Mailing List Archive

Getting Matches in a document
Hi,
Is there any way to get the matches of a document in the *collect(int
doc) *function
of the collector, other than calling the *matches* function of the *Weight*
Class again?

Thanking you in advance,
Arihant.
Re: Getting Matches in a document [ In reply to ]
Hi Arihant,

Getting Matches is a fairly heavy operation and is designed to be used for top-k hits only, a bit like the explain API. Collectors by contrast are supposed to be very lightweight - collect(doc) could get called millions of times during a search. So the two APIs are not really meant to be used together.

Thanks, Alan

> On 15 Jul 2021, at 04:18, Arihant Samar <arisamjay@gmail.com <mailto:arisamjay@gmail.com>> wrote:
>
> Hi,
> Is there any way to get the matches of a document in the collect(int doc) function of the collector, other than calling the matches function of the Weight Class again?
>
> Thanking you in advance,
> Arihant.
Re: Getting Matches in a document [ In reply to ]
Hi,
Sorry, for a little late response from but actually, this doubt was in
response to the Highlighting Matching in the monitor module of Lucene.
Essentially the matcher is calling the *matches* function for each document
in the index corresponding to a selected query and hence I assume it will
go over the index once for each document.
This includes documents that do not match the query at all which could be
easily eliminated if we simply just search the query first.

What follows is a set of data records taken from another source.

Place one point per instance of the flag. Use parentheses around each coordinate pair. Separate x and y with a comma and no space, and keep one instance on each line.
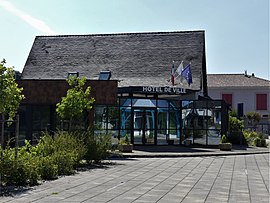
(186,73)
(179,69)
(172,74)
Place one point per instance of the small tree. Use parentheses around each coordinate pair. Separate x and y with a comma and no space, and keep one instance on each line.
(10,95)
(253,118)
(76,101)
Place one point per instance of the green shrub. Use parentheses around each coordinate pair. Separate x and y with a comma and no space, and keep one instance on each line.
(254,138)
(21,170)
(224,139)
(48,168)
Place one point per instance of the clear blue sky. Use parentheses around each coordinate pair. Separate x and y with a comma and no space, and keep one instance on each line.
(237,31)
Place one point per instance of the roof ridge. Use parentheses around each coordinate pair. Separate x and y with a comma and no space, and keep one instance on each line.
(220,74)
(126,33)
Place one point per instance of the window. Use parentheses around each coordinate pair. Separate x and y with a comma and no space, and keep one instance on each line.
(105,75)
(261,101)
(227,98)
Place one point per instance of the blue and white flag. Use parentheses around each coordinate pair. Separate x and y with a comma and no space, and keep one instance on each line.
(179,70)
(186,73)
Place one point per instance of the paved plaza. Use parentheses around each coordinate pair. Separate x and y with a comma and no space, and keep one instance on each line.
(235,178)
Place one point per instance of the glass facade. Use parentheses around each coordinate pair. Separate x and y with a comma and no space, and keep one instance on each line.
(162,122)
(147,121)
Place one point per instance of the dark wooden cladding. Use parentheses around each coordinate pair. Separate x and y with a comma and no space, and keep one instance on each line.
(51,91)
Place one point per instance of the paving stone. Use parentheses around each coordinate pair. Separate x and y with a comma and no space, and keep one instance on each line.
(237,178)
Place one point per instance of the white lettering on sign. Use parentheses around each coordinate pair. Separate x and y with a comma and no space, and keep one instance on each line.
(170,90)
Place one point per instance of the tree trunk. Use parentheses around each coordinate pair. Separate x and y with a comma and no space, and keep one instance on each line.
(2,131)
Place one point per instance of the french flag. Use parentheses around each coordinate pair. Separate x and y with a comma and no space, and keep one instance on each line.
(172,74)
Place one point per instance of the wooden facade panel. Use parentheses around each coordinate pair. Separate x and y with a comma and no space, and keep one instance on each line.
(51,91)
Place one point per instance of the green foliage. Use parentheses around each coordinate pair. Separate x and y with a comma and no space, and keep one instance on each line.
(76,100)
(233,113)
(125,141)
(253,116)
(98,146)
(235,124)
(11,94)
(48,168)
(52,156)
(224,139)
(65,151)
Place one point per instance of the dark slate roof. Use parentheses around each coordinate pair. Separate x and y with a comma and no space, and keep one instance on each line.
(135,59)
(236,81)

Hence what I am trying to say is, if we use Lucene's search for the query
and in the collector, if we call the matches function, we will save going
over the index multiple times for all the documents that do not match the
query.
In the benchmarks I did, this gave substantial improvement. Hence I would
like your opinions on this.
Thanking You,
Arihant.


On Thu, 15 Jul 2021 at 15:16, Alan Woodward <romseygeek@gmail.com> wrote:

> Hi Arihant,
>
> Getting Matches is a fairly heavy operation and is designed to be used for
> top-k hits only, a bit like the explain API. Collectors by contrast are
> supposed to be very lightweight - collect(doc) could get called millions of
> times during a search. So the two APIs are not really meant to be used
> together.
>
> Thanks, Alan
>
> On 15 Jul 2021, at 04:18, Arihant Samar <arisamjay@gmail.com> wrote:
>
> Hi,
> Is there any way to get the matches of a document in the *collect(int
> doc) *function of the collector, other than calling the *matches*
> function of the *Weight* Class again?
>
> Thanking you in advance,
> Arihant.
>
>
>